Di cosa parliamo quando parliamo di arte? Una domanda che ci poniamo ogni volta che ci imbattiamo in un’opera che esce dai canoni del ritratto o del paesaggio. Cosa ci vogliono comunicare un paio di scarpe consunte come quelle di Van Gogh, i vasi di Morandi o la lattina di zuppa di Wharol? Per non parlare della pipa di Magritte o dell’orinatoio di Duchamp…
Opere che ci fanno riflettere sull’estetica, il ramo della filosofia che ci insegna che non tutto quello che definiamo bello risulta piacevole ai nostri occhi o armonioso o coerente con il contesto che lo ospita. Non mi metterei mai in salotto il quadro con il bue squartato appeso a un gancio di Bacon, ciò nonostante lo trovo bello perché riconosco all’opera una capacità di indurre un’epifania, una “manifestazione”.
Per PRIMOPIANOSCALAc di Telos A&S abbiamo intervistato la scultrice tedesca Katharina Fritsch. Nel 2013, ha realizzato un gigante gallo blu, destinato a Trafalgar Square a Londra. Un imponente opera alta 4,70 metri in acciaio e fibra di vetro, che ha sconvolto l’aspetto ottocentesco della piazza: “Il gallo si adattava perfettamente a Trafalgar Square. Perché? Per via di tutte quelle sculture che commemorano i grandi militari britannici, quelle figure molto maschili sui loro piedistalli.
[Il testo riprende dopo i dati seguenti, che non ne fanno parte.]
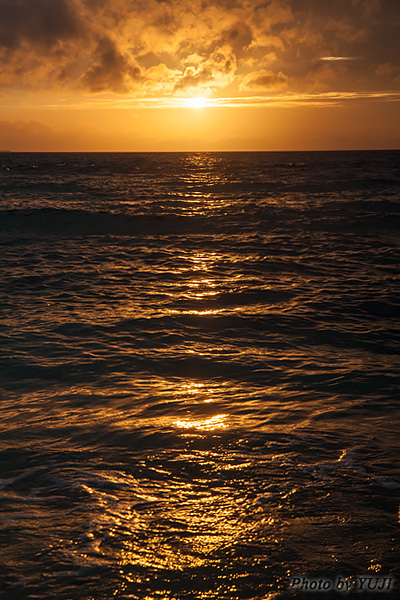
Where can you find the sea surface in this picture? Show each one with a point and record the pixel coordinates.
(199, 374)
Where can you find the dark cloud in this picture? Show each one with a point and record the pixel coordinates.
(123, 45)
(37, 22)
(265, 80)
(113, 71)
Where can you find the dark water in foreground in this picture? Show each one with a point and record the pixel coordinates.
(200, 374)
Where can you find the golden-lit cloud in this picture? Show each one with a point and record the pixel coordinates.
(114, 55)
(120, 45)
(264, 80)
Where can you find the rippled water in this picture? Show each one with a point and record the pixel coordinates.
(200, 373)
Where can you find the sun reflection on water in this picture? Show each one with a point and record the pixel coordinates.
(217, 422)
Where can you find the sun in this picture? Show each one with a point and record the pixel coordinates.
(197, 102)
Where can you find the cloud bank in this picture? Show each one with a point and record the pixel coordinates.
(184, 47)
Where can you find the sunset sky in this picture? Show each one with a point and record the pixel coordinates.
(161, 75)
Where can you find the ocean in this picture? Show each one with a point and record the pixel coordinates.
(199, 375)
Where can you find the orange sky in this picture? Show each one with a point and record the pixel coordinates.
(118, 75)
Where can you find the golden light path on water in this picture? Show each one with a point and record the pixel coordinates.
(178, 524)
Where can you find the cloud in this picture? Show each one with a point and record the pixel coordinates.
(113, 71)
(42, 23)
(193, 46)
(264, 80)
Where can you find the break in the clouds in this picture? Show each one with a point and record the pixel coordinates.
(165, 48)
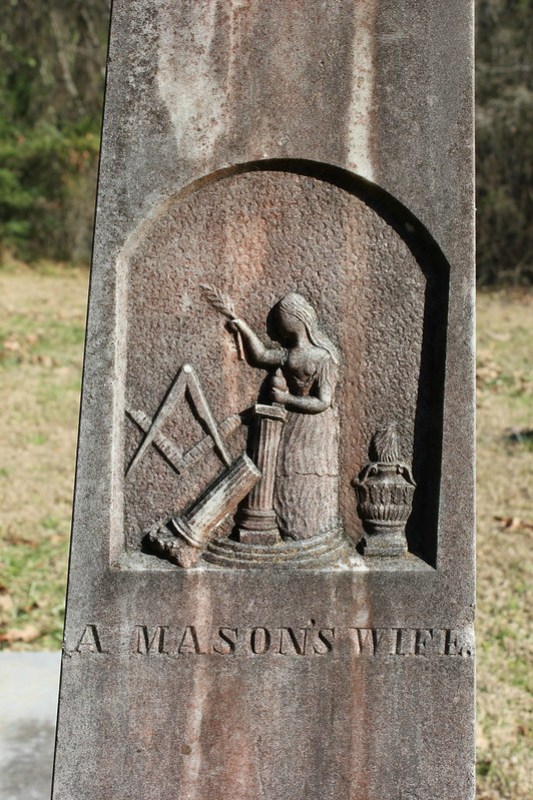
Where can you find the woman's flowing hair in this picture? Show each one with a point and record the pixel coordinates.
(293, 303)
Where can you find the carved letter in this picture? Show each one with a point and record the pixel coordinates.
(147, 642)
(189, 642)
(90, 641)
(260, 641)
(229, 639)
(458, 644)
(423, 638)
(405, 644)
(294, 645)
(324, 644)
(365, 640)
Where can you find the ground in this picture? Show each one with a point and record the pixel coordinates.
(42, 316)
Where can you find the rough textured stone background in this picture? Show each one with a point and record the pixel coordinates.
(195, 90)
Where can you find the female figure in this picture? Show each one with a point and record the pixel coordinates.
(304, 373)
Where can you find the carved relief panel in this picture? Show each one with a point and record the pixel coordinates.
(280, 319)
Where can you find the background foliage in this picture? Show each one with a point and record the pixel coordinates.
(52, 59)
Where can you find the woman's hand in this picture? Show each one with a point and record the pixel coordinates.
(233, 325)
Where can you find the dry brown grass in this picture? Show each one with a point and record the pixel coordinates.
(41, 330)
(505, 530)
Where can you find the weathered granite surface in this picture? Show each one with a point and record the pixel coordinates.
(282, 273)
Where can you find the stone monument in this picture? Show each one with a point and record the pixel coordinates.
(271, 588)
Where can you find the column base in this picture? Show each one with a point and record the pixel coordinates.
(255, 526)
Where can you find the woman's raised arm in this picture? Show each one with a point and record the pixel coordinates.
(255, 351)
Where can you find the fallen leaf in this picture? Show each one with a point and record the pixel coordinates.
(514, 523)
(27, 634)
(6, 601)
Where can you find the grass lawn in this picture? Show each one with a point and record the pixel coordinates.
(42, 315)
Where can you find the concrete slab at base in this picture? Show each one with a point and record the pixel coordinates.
(28, 710)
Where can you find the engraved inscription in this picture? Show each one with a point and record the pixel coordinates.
(89, 641)
(289, 641)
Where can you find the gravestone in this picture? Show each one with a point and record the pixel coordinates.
(272, 579)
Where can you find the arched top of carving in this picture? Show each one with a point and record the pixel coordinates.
(396, 214)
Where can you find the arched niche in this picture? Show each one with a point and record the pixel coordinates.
(378, 281)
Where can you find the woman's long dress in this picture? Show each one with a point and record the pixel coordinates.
(307, 474)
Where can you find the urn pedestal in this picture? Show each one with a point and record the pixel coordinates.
(384, 501)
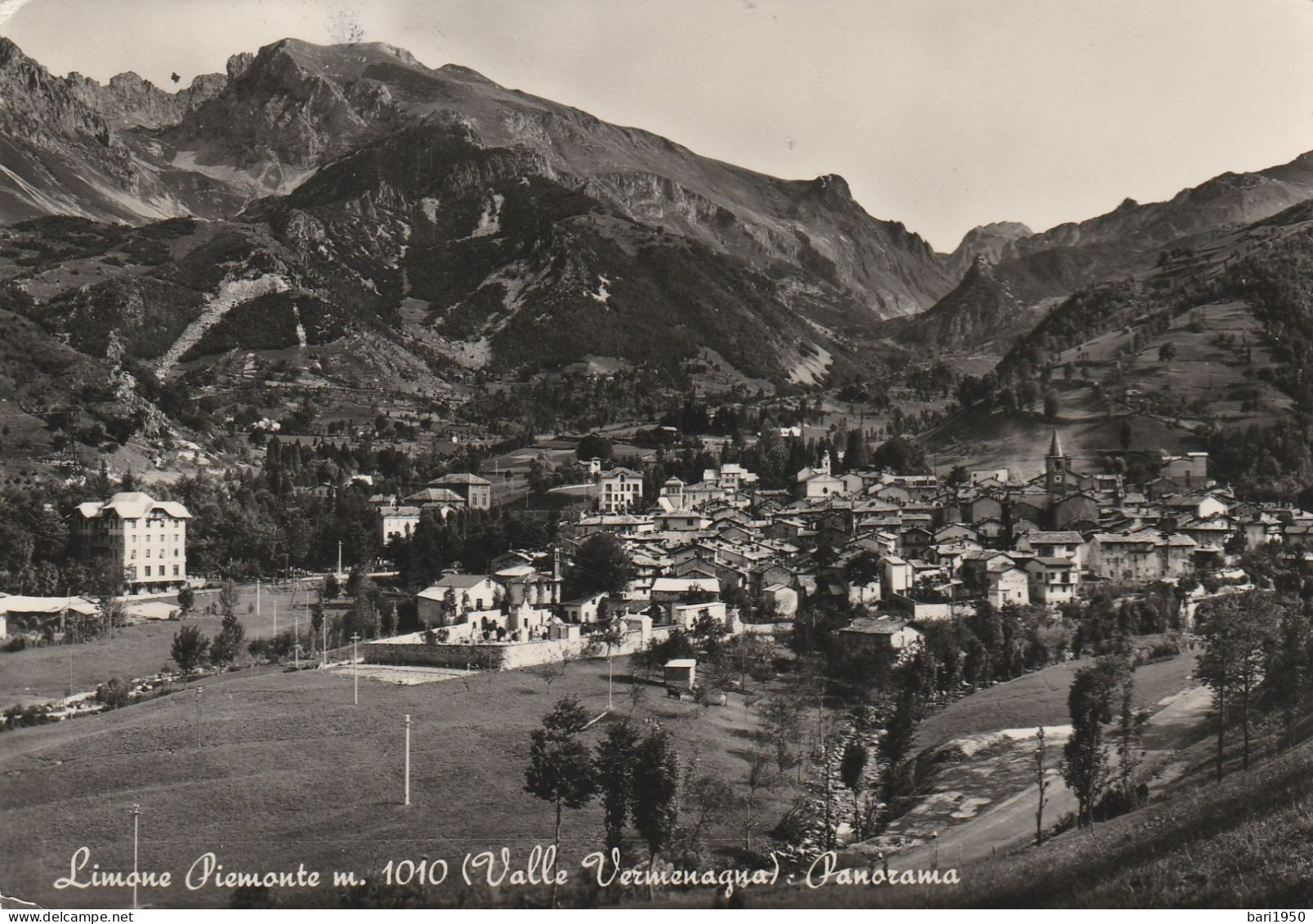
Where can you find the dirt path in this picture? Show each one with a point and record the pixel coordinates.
(1012, 824)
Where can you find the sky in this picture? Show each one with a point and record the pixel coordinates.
(943, 114)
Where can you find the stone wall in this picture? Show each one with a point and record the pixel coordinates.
(493, 655)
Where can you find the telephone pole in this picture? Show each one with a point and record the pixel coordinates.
(136, 818)
(355, 673)
(407, 759)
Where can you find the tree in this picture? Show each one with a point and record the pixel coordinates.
(655, 806)
(1052, 404)
(1085, 757)
(614, 766)
(229, 597)
(901, 733)
(1237, 633)
(227, 644)
(781, 727)
(852, 770)
(1131, 724)
(188, 649)
(594, 447)
(1289, 668)
(560, 770)
(601, 565)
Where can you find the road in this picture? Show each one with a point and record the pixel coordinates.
(1012, 824)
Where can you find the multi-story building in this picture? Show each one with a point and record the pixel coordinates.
(620, 490)
(133, 530)
(476, 491)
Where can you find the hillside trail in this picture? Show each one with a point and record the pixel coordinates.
(1012, 824)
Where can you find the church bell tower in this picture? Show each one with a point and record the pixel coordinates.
(1057, 469)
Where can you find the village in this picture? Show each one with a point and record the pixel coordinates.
(893, 551)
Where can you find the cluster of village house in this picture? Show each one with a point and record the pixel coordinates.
(931, 549)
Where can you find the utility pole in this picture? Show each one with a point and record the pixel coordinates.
(136, 818)
(407, 759)
(355, 668)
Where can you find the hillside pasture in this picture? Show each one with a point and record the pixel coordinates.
(289, 772)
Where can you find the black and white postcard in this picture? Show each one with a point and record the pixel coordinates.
(655, 454)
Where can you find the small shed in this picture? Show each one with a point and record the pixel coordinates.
(681, 672)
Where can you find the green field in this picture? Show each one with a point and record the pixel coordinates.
(289, 770)
(37, 675)
(1040, 700)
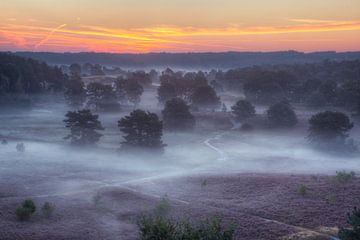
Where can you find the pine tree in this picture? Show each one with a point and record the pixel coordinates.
(142, 129)
(83, 127)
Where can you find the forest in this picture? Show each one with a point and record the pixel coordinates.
(254, 152)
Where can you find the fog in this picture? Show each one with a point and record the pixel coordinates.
(66, 169)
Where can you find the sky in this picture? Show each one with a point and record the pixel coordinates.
(141, 26)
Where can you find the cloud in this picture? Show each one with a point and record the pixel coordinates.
(49, 35)
(158, 38)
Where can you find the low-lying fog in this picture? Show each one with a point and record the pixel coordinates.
(48, 157)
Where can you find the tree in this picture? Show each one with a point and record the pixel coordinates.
(166, 91)
(83, 127)
(205, 97)
(177, 116)
(329, 129)
(75, 92)
(142, 129)
(243, 110)
(141, 77)
(133, 91)
(102, 97)
(354, 221)
(75, 69)
(281, 115)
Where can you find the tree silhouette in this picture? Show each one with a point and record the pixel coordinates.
(205, 97)
(142, 129)
(281, 115)
(166, 91)
(329, 128)
(177, 116)
(83, 127)
(75, 93)
(354, 221)
(243, 110)
(75, 69)
(102, 97)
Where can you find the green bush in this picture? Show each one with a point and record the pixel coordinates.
(163, 208)
(29, 204)
(23, 214)
(354, 221)
(160, 228)
(344, 177)
(47, 209)
(302, 190)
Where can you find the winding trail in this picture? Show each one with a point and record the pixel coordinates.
(222, 155)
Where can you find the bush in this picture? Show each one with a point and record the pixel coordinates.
(354, 221)
(330, 130)
(29, 204)
(163, 208)
(156, 228)
(302, 190)
(246, 127)
(344, 177)
(243, 110)
(281, 115)
(160, 228)
(47, 209)
(23, 214)
(20, 147)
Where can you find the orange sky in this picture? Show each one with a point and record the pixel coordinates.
(137, 26)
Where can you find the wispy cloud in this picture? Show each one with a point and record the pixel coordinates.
(157, 38)
(49, 35)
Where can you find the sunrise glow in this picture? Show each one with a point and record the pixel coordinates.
(179, 26)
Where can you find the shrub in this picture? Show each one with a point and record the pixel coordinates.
(163, 208)
(354, 221)
(246, 127)
(29, 204)
(303, 190)
(23, 214)
(281, 115)
(330, 130)
(344, 177)
(160, 228)
(157, 228)
(243, 110)
(47, 209)
(20, 147)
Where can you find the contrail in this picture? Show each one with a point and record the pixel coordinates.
(49, 35)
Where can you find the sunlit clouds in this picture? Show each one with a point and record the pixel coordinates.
(298, 34)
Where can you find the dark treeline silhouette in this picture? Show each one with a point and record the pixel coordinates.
(24, 76)
(318, 85)
(190, 60)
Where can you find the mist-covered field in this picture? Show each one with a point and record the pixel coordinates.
(98, 191)
(98, 152)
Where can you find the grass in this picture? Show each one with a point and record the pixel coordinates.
(163, 208)
(47, 209)
(344, 177)
(24, 212)
(302, 190)
(161, 228)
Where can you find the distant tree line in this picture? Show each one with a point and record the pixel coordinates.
(25, 76)
(329, 83)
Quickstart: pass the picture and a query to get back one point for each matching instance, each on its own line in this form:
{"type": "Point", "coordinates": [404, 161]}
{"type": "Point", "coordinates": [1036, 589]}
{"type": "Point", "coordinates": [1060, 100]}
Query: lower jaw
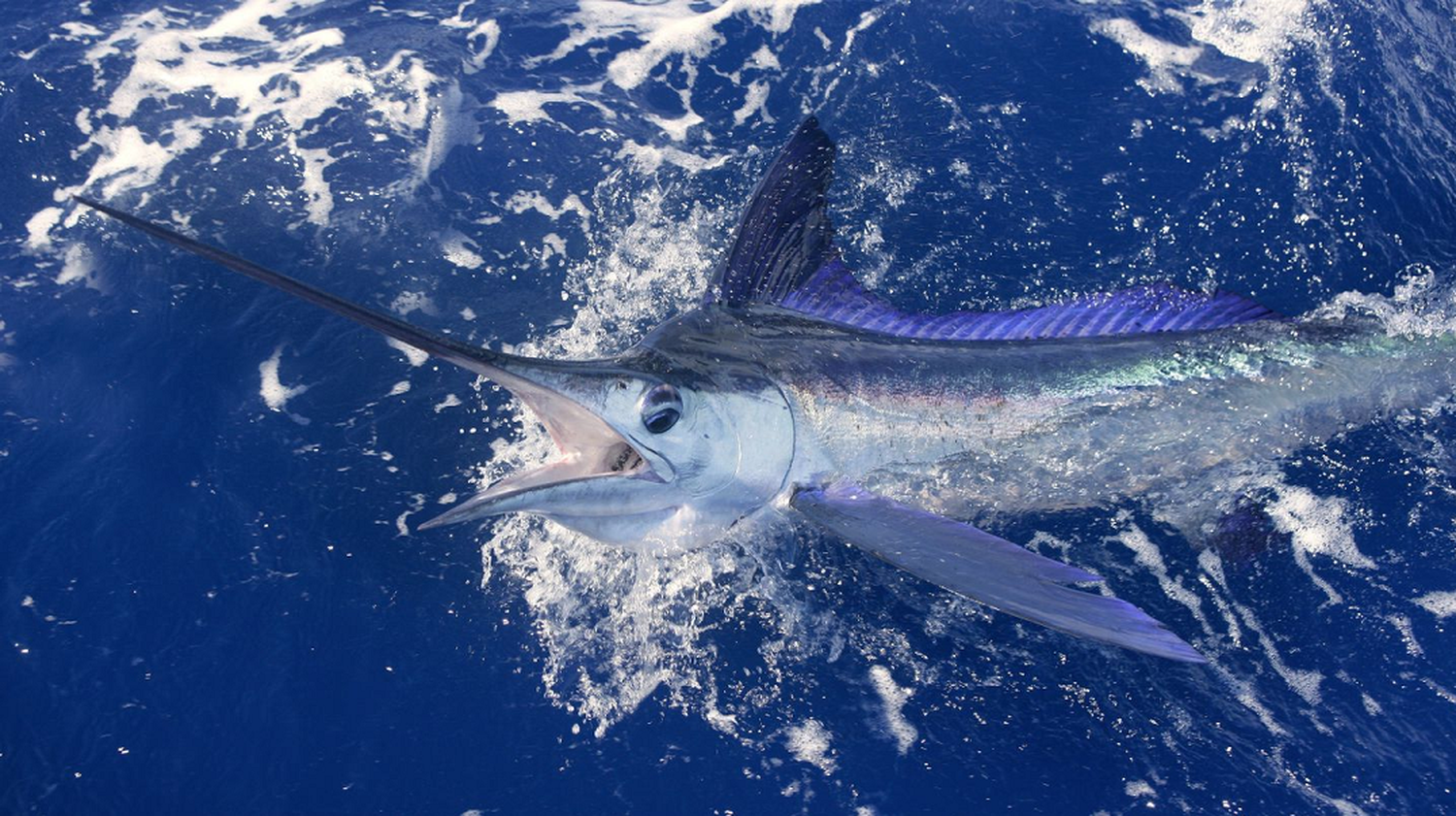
{"type": "Point", "coordinates": [645, 531]}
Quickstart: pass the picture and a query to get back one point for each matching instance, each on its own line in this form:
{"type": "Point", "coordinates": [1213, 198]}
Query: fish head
{"type": "Point", "coordinates": [649, 452]}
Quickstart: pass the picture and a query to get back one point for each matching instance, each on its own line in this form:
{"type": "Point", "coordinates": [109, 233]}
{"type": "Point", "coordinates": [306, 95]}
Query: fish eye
{"type": "Point", "coordinates": [661, 407]}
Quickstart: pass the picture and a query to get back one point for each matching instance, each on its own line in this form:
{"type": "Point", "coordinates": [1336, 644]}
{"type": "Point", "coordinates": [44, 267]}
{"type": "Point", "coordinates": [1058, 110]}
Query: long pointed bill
{"type": "Point", "coordinates": [588, 446]}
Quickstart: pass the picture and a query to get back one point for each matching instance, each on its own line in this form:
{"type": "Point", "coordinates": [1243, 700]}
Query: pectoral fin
{"type": "Point", "coordinates": [986, 569]}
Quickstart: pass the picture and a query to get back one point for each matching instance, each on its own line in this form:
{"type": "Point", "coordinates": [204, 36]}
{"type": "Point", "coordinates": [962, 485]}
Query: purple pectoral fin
{"type": "Point", "coordinates": [986, 569]}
Ma si adattava anche perché le piume della coda esplodono, e riecheggiano la forma delle fontane”.
Ogni opera che sfugge agli schemi tradizionali ci spiazza e ci lascia perplessi. Ci sentiamo Remo e Augusta in Le vacanze intelligenti di Alberto Sordi, di fronte alle opere astruse della Biennale di Venezia. Ma, allo stesso tempo, ci fa riflettere sul significato dell’arte. E su quelle scarpe rotte di van Gogh. Chi lo avrebbe detto che sarebbero state ammirate negli anni a venire dai visitatori di tutto il mondo?